• logo nu online jatim
Home Metropolis Malang Raya Madura Tapal Kuda Kediri Raya Matraman Pantura Khutbah Keislaman Tokoh Rehat Jujugan Nusiana Opini Pendidikan Pemerintahan Parlemen Pustaka Video Risalah Redaksi NU Online Network
Selasa, 19 Maret 2024

Tokoh

Profil Ning Nur Millah Muthohharoh, Seorang Hafidhzoh dan Intelektual

Profil Ning Nur Millah Muthohharoh, Seorang Hafidhzoh dan Intelektual
Ning Nur Millah Muthohharoh. (Foto: NOJ/Boy)
Ning Nur Millah Muthohharoh. (Foto: NOJ/Boy)

Mojokerto, NU Online Jatim

Nur Millah Muthohharoh adalah Pengasuh Asrama Darul Qur’an Pondok Pesantren Bidayatul Hidayah Mojogeneng, Jatirejo, Mojokerto. Dirinya mulai menghafal Al-Qur’an sejak umur 19 tahun dan tepatnya setelah lulus Sekolah Menengah Atas (SMA).
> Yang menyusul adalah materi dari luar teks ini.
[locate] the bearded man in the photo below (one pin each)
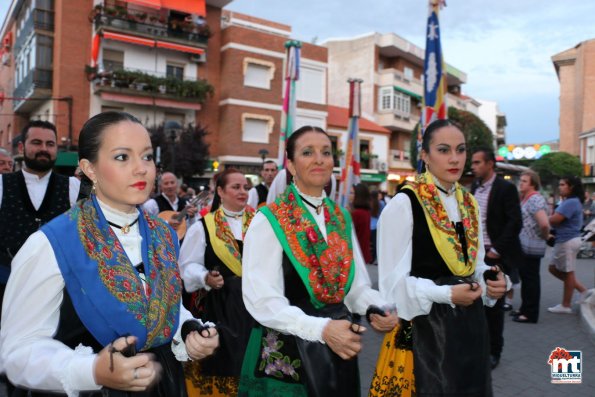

Sempat mengenyam kuliah S1 di UIN Maulana Malik Ibrahim Malang selama satu tahun kemudian memutuskan untuk berhenti agar dapat fokus menghafal Al-Qur’an. 

 

“Setelah selesai menghafal Al-Qur’an baru melanjutkan kuliah di IIQ Jakarta,” katanya kepada NU Online Jatim, Senin (26/09/2022). 

 

Orang tua Ning Millah sapaan akrabnya yakni  KH Muhammad Fathoni Dimyathi dan  Hj Nur Afifah adalah seorang hafidz dan hafidzoh. Sebagai pengasuh pesantren tahfidz, ayahnya sudah masyhur sebagai kiai yang ahli dalam bidang ilmu tajwid, ilmu tafsir, dan ilmu Qira’ah.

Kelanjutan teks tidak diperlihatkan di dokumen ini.